Für sie war das Thema aktuell, und darum hat sie bei diesem Film so gerne mitgemacht, zumal er ein tabuisiertes Thema als Tragikomödie aufzieht, also auch lustig ist, genau wie sie. Jedenfalls spielt Emma Thompson in «Good Luck to You, Leo Grande» eine verwitwete Lehrerin, die sich einen Callboy mietet, um endlich jene sexuelle Lust zu erleben, auf die sie ihr Leben lang verzichten musste.
Der Film sei überfällig gewesen, sagte die englische Schauspielerin während des amerikanischen Sundance-Festivals, wo der Film seine Premiere feierte. Im Film, der fast ausschliesslich in einem Hotelzimmer spielt, geht es um die Ethik der Sexarbeit und um Tabus in Bezug auf Mutterschaft und das Älterwerden – wobei Thompson in mehreren intimen Szenen zu sehen ist.
Aber nicht die Sexszenen sind der Schauspielerin am schwersten gefallen. Sondern jene Einstellung, in der ihre Figur sich nackt im Spiegel betrachtet – und mit sich zufrieden ist. Sie sehe bei solchen Gelegenheiten immer nur ihre Makel, sagt die 62-Jährige im Gespräch mit dem «Blick». Das klingt ein wenig kokett, zumal die Schauspielerin zum Mäkeln nicht den geringsten Anlass hat, weder über ihr Äusseres noch über ihre Karriere.
Die Tochter eines Schauspielpaares, die in Cambridge englische Literatur studierte und auch ein sehr gutes Französisch spricht, hat als Komikerin, Schauspielerin und Drehbuchautorin brilliert. Sie fühlt sich in Shakespeare-Verfilmungen ebenso zu Hause wie in Komödien, historischen Dramen und Thrillern. Sie erhielt sowohl als Schauspielerin wie auch als Drehbuchautorin einen Oscar.
«Wer Schwierigkeiten ausweicht, wird nie etwas verändern können.»
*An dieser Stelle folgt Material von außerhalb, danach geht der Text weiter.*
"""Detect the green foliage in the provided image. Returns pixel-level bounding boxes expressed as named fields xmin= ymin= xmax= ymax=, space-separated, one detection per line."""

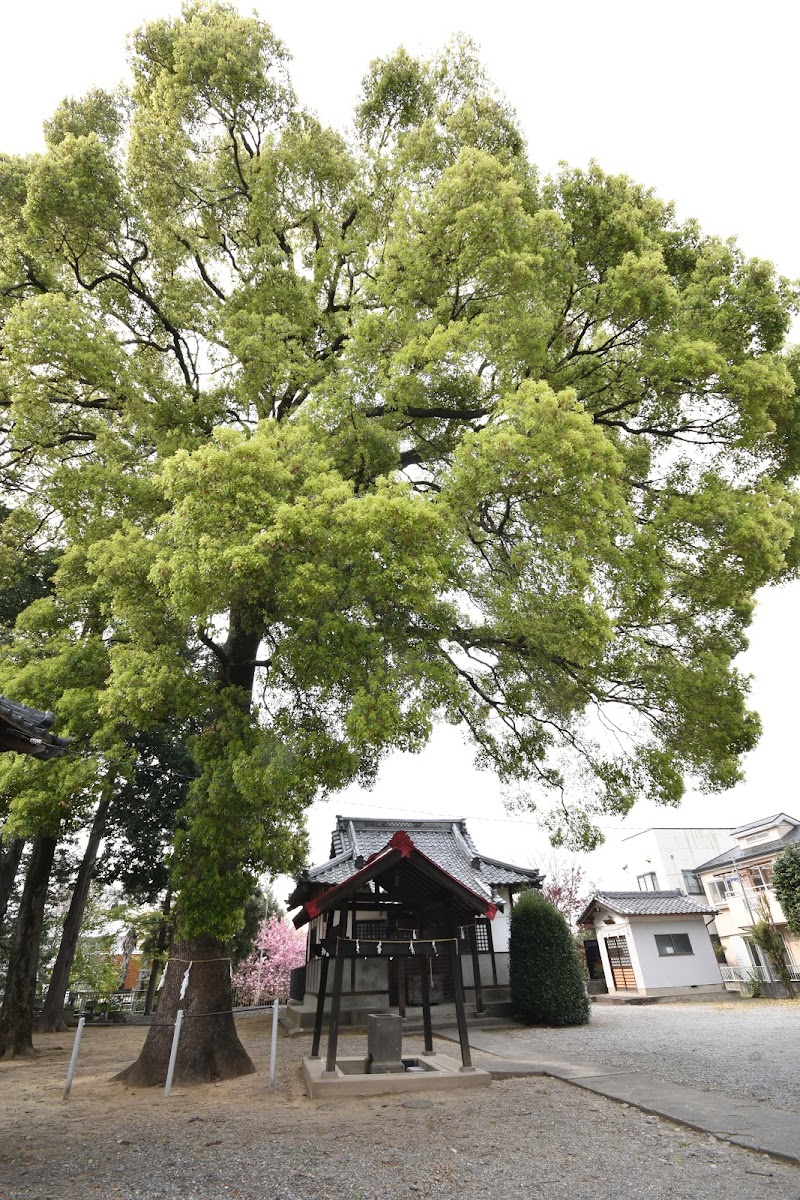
xmin=509 ymin=889 xmax=590 ymax=1026
xmin=97 ymin=723 xmax=199 ymax=903
xmin=69 ymin=933 xmax=123 ymax=996
xmin=1 ymin=4 xmax=799 ymax=950
xmin=228 ymin=880 xmax=267 ymax=968
xmin=749 ymin=894 xmax=796 ymax=996
xmin=44 ymin=883 xmax=137 ymax=995
xmin=773 ymin=846 xmax=800 ymax=936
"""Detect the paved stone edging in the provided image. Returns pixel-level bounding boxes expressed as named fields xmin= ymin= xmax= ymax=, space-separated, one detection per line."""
xmin=436 ymin=1027 xmax=800 ymax=1167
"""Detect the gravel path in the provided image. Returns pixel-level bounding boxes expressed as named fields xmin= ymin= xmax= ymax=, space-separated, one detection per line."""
xmin=503 ymin=998 xmax=800 ymax=1112
xmin=2 ymin=1012 xmax=800 ymax=1200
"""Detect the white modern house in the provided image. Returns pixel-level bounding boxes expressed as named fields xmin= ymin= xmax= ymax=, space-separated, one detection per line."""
xmin=578 ymin=890 xmax=726 ymax=998
xmin=620 ymin=826 xmax=735 ymax=896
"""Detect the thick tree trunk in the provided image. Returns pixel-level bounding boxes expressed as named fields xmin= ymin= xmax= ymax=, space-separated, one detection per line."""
xmin=144 ymin=889 xmax=172 ymax=1016
xmin=0 ymin=835 xmax=25 ymax=932
xmin=37 ymin=797 xmax=110 ymax=1033
xmin=115 ymin=935 xmax=255 ymax=1087
xmin=117 ymin=612 xmax=263 ymax=1086
xmin=0 ymin=832 xmax=57 ymax=1058
xmin=223 ymin=612 xmax=261 ymax=694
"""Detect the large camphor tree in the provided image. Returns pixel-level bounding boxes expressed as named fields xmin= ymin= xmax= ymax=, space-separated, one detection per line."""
xmin=1 ymin=3 xmax=799 ymax=1083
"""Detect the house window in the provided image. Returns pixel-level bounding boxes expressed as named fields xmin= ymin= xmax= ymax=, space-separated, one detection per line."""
xmin=654 ymin=933 xmax=693 ymax=957
xmin=744 ymin=938 xmax=765 ymax=969
xmin=706 ymin=876 xmax=737 ymax=904
xmin=744 ymin=865 xmax=772 ymax=891
xmin=682 ymin=870 xmax=703 ymax=895
xmin=637 ymin=872 xmax=659 ymax=891
xmin=779 ymin=933 xmax=796 ymax=966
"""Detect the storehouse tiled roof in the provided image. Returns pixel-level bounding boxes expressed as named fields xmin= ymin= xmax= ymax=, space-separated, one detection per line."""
xmin=288 ymin=815 xmax=543 ymax=909
xmin=578 ymin=890 xmax=717 ymax=925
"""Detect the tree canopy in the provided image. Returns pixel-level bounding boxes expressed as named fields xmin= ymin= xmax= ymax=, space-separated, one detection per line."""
xmin=1 ymin=2 xmax=799 ymax=958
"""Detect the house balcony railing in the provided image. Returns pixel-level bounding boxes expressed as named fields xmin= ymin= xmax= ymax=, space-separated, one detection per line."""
xmin=720 ymin=964 xmax=800 ymax=983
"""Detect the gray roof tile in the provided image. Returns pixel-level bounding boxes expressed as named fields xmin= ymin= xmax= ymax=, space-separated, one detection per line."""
xmin=585 ymin=890 xmax=717 ymax=918
xmin=695 ymin=824 xmax=800 ymax=873
xmin=731 ymin=813 xmax=798 ymax=837
xmin=304 ymin=816 xmax=542 ymax=900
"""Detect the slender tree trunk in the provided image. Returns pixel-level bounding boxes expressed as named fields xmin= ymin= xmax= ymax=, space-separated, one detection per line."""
xmin=37 ymin=798 xmax=111 ymax=1033
xmin=144 ymin=889 xmax=172 ymax=1016
xmin=0 ymin=832 xmax=57 ymax=1058
xmin=115 ymin=934 xmax=255 ymax=1087
xmin=0 ymin=836 xmax=25 ymax=932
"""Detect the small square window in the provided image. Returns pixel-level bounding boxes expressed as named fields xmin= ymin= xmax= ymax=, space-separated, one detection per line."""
xmin=655 ymin=933 xmax=693 ymax=957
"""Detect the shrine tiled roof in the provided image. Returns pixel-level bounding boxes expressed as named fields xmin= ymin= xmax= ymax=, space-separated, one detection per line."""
xmin=289 ymin=816 xmax=543 ymax=909
xmin=0 ymin=696 xmax=71 ymax=759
Schon in ihrem zweiten Film, der Komödie «The Tall Guy» von 1989 mit Jeff Goldblum, spielt der Sex eine entscheidende Rolle. Der Film erzählt die Affäre einer resoluten, von Thompson gespielten Krankenschwester mit einem amerikanischen Schauspieler. Unvergessen auch ihr Auftritt in «Peter’s Friends» (1992), in der sich ihre Figur ausgerechnet in einen homosexuellen Studienfreund verliebt. Der aber, gespielt von Stephen Fry, ist «nicht so sehr im Vagina-Geschäft», wie er es in seiner so typischen Art formuliert.
Der Film entstand unter der Regie des Shakespeare-Schauspielers Kenneth Branagh. Thompson war sechs Jahre lang mit ihm verheiratet, bis er sie mit der Schauspielkollegin Helena Bonham Carter betrog – eine Erfahrung, die Thompson im Film «Love Actually» (2003) verarbeitete. Längst würden sich alle wieder vertragen, merkte sie später an, wenn auch leicht boshaft: «It’s blood under the bridge.»
Dass sie eine kämpferische Frau ist, hat sie im Laufe ihrer Karriere nachdrücklich bewiesen. Emma Thompson hat sich von Beginn weg in der #MeToo-Bewegung engagiert und auch schon ein Projekt verlassen, weil es einen notorischen Belästiger einstellte. Sie bekämpfte den Brexit, unterstützt Lohnforderungen von Frauen und macht bei der Klimabewegung mit. Als sie wegen einer Demonstration in den USA transatlantisch aus England einflog, wurde sie als verlogen kritisiert. «Wer Schwierigkeiten ausweicht», sagte sie einmal, «wird nie etwas verändern können.»
«Good Luck to You, Leo Grande» wird derzeit am Sundance Film Festival gezeigt. Im Lauf des Jahres wird er in der Schweiz anlaufen.